Regulating the d-Band Center of Metal–Organic Frameworks for Efficient Nitrate Reduction Reaction and Zinc-Nitrate Battery

The electrochemical reduction of nitrate ions to valuable ammonia enables the recovery of nitrate pollutants from industrial wastewater, thereby synchronously balancing the nitrogen cycle and achieving NH3 production. However, the currently reported electrocatalysts still suffer from the low NH3 yield rate, NH3 Faradaic inefficiency, and NH3 partial current density. Herein, a strategy based on the regulation of the d-band center by Ru doping is presented to boost ammonia production. Theoretical calculations unravel that the Ru dopant in Ni metal–organic framework shifts the d-band center of the neighboring Ni sites upward, optimizing the adsorption strength of the N-intermediates, resulting in greatly enhanced nitrate reduction reaction performance.

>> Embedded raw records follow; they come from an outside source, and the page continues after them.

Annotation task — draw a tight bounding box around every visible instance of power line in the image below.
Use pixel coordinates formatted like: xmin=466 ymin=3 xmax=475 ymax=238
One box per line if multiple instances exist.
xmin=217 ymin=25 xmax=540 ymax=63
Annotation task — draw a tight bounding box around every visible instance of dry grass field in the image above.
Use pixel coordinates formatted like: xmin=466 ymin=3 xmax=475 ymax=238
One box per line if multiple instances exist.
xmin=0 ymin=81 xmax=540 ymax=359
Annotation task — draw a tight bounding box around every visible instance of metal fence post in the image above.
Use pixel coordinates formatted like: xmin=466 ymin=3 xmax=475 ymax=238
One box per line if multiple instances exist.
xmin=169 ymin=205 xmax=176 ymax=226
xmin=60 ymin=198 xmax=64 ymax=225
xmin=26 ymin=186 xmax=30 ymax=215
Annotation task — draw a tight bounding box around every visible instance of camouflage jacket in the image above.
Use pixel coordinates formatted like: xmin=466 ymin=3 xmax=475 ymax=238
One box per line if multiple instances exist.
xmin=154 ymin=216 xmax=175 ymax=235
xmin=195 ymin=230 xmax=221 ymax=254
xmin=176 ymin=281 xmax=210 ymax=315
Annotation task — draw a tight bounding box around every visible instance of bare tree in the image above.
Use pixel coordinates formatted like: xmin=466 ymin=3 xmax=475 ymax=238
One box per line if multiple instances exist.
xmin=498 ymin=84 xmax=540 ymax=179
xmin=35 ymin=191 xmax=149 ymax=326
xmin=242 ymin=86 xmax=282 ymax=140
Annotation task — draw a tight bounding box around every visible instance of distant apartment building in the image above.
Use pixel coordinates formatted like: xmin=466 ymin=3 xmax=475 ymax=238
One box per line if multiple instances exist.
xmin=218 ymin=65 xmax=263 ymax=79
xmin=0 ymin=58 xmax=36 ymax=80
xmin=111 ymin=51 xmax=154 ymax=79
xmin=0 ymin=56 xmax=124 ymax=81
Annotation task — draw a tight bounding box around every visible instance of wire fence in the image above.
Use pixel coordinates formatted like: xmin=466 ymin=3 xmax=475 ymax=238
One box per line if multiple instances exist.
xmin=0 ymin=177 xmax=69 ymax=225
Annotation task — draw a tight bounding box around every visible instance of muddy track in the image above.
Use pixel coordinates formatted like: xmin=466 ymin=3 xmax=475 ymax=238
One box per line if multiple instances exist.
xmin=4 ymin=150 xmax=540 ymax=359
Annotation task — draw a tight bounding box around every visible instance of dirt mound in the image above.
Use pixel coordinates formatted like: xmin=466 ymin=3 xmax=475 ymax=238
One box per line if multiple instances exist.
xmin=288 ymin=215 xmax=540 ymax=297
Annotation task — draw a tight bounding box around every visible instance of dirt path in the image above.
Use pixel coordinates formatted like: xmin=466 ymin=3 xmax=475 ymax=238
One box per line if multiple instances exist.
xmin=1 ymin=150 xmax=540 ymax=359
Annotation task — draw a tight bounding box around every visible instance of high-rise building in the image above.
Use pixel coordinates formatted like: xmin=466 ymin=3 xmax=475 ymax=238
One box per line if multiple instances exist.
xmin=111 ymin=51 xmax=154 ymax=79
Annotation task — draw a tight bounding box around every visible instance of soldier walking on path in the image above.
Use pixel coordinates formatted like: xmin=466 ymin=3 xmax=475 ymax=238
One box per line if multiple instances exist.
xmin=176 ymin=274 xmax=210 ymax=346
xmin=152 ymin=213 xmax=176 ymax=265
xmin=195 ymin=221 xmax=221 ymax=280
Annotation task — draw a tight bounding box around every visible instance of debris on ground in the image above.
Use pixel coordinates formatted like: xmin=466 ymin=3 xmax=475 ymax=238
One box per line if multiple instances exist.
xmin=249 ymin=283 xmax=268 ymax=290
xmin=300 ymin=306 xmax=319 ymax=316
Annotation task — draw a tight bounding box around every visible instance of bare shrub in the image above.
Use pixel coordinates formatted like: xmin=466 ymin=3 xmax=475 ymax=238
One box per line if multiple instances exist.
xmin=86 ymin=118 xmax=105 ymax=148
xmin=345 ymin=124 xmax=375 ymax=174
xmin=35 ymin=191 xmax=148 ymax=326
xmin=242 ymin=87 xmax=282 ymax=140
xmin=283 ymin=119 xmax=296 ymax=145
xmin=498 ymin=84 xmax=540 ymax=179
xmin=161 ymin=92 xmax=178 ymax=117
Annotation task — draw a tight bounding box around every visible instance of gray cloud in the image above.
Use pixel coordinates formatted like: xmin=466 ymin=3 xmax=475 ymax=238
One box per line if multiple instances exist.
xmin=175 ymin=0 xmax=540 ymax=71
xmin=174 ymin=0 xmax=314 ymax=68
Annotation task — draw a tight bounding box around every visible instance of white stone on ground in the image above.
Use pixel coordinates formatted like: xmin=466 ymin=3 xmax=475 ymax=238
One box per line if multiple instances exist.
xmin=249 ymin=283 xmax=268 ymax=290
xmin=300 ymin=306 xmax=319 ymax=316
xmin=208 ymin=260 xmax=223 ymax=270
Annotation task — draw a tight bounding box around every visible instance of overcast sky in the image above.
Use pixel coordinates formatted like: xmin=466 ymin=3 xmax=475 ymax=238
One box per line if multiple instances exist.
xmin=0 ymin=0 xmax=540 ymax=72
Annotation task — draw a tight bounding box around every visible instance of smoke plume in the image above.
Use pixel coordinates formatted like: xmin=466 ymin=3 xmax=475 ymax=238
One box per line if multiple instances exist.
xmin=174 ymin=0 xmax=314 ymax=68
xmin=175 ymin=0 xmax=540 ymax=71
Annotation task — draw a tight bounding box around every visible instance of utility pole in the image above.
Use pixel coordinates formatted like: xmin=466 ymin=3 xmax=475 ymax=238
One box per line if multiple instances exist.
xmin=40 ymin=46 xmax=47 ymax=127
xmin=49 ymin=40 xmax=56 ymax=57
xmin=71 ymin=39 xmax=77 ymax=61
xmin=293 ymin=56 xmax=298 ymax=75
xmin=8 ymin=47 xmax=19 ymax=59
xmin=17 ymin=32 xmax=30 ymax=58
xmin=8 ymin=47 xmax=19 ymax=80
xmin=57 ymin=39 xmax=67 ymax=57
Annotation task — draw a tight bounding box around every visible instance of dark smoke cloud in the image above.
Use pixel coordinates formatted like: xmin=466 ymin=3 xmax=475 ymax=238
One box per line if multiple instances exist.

The synthesized Ru-doped Ni metal–organic framework rod array electrode delivers a NH3 yield rate of 1.31 mmol h–1 cm–2 and NH3 Faradaic efficiency of 91.5% at −0.6 V versus reversible hydrogen electrode, as well as good cycling stability. In view of the multielectron transfer in nitrate reduction and electrocatalytic activity, the Zn-NO3– battery is assembled by this electrode and Zn anode, which delivers a high open-circuit voltage of 1.421 V and the maximum output power density of 4.99 mW cm–2, demonstrating potential application value.